I let out a choked laugh at the question. “Not really.”

The concern etches deeper on her brow, and she steps closer. I suck in a greedy lungful of her spiced latte scent despite the burnt edges of it. “Are you hurt? What’s wrong?”

“I’m not hurt…” I can’t find the words that will excuse why I’m here, because I know I shouldn’t be. “I was worried about you.”

Her expression shutters, but not before a small whine escapes her lips. That’s all it takes for me to close the distance between us, and wrap my arms around her, pressing her tight to my chest.

She doesn’t resist. No, she buries her face against my shoulder, another, louder whine tearing from her as she clutches me back, trembling.

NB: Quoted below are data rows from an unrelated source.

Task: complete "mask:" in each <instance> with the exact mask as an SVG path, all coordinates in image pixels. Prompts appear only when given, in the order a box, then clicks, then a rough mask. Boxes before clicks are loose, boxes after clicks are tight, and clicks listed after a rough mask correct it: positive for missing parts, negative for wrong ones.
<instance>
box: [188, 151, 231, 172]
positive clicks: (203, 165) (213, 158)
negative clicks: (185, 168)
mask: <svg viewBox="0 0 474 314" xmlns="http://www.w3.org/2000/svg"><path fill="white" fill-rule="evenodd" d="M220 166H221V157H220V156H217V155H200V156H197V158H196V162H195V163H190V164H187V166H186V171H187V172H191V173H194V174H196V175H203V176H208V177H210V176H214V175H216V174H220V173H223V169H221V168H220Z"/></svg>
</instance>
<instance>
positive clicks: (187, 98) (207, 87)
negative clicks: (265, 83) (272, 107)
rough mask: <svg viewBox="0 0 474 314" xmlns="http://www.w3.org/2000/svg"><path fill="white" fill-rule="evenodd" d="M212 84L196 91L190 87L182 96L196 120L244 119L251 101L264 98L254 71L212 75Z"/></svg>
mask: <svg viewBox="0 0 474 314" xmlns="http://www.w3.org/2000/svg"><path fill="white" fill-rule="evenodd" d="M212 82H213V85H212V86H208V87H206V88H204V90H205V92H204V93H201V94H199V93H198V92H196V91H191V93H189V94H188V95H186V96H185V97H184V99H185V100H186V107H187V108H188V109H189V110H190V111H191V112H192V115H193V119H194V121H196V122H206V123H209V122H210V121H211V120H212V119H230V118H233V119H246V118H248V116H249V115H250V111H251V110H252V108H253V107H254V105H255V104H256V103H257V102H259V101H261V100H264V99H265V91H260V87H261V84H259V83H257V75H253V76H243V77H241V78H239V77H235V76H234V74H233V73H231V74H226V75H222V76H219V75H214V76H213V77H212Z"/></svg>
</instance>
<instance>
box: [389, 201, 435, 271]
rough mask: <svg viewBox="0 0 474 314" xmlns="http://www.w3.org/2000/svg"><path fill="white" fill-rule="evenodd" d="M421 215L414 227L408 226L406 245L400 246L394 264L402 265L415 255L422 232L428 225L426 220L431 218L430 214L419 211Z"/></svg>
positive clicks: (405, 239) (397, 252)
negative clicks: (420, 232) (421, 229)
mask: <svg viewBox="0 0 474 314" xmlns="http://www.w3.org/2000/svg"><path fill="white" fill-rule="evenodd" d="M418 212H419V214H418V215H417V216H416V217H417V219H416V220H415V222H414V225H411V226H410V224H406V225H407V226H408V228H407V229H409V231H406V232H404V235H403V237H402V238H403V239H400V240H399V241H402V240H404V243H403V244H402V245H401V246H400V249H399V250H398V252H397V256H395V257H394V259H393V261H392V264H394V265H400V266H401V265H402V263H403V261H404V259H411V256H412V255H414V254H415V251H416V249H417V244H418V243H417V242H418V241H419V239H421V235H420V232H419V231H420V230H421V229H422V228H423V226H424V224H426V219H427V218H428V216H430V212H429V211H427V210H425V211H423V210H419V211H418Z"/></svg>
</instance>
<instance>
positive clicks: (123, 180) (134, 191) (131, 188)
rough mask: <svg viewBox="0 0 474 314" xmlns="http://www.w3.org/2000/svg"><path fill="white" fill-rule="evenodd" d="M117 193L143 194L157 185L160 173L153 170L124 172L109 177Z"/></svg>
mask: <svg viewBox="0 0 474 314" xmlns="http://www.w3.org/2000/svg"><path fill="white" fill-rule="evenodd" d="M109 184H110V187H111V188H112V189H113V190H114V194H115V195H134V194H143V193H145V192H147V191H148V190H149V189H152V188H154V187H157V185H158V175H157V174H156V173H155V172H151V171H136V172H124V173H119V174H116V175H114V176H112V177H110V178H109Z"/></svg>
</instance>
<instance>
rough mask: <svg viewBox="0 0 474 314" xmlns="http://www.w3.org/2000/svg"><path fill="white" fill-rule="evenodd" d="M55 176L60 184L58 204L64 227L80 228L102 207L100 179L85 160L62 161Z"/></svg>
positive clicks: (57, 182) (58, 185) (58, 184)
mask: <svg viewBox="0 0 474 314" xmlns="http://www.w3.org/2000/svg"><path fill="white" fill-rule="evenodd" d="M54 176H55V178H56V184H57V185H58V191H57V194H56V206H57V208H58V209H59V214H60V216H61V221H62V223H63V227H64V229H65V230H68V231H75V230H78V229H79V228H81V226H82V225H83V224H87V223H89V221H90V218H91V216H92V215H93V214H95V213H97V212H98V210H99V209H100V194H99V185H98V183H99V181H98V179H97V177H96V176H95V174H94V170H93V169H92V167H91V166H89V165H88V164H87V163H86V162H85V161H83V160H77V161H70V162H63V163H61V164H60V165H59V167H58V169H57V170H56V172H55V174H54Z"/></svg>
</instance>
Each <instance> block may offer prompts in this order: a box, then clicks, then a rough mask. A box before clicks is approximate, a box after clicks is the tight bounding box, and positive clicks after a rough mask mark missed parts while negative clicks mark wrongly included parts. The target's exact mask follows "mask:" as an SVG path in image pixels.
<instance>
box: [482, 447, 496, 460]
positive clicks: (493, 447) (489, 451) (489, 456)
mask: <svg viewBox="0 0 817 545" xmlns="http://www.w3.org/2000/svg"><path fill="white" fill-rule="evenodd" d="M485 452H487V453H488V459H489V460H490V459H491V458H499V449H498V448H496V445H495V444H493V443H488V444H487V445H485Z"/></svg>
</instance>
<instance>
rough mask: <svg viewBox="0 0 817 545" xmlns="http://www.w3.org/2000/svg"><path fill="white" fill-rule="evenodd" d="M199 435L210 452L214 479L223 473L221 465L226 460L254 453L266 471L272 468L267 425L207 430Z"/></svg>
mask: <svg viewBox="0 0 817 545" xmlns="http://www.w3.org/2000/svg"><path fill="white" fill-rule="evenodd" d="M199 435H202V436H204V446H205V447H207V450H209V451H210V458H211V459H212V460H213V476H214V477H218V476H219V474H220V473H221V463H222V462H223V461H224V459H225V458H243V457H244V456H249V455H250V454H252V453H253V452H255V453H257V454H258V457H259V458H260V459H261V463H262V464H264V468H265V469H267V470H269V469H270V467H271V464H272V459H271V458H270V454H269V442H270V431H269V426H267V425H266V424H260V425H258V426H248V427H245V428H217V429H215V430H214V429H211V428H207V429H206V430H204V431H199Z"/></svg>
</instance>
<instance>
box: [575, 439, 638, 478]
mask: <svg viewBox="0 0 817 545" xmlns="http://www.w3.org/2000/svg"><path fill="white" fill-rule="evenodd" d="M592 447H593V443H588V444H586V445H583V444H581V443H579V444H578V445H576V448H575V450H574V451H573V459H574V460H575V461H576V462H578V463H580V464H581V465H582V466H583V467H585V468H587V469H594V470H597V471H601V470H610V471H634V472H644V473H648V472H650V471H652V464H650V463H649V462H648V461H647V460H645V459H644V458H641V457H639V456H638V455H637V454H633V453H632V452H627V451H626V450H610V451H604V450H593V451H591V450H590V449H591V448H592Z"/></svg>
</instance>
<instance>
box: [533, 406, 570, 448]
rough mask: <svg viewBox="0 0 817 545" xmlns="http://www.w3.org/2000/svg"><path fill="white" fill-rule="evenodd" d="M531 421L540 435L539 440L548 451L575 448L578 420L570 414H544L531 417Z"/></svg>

“I’m here,” I murmur, my heart both soaring that I’m holding my omega again and breaking at how much distress she’s in. Camille shudders as her tears soak into my shirt. “You’re safe now, Cami.” I say it both for her and my own assurance.

But it’s the wrong thing to say, because she stiffens and pulls away, a hand swiping at her tears as her jaw sets. “You shouldn’t be here, Jackson. I don’t need you to protect me.”

The words are a knife through my heart, and what makes them all the harder to hear is knowing they’re a lie. I can see months of pain and fatigue etched into her dulled skin and hollow eyes.

“I know you don’t,” I say softly. “I just want to help. I found out about that terrible article, and I came here right away.”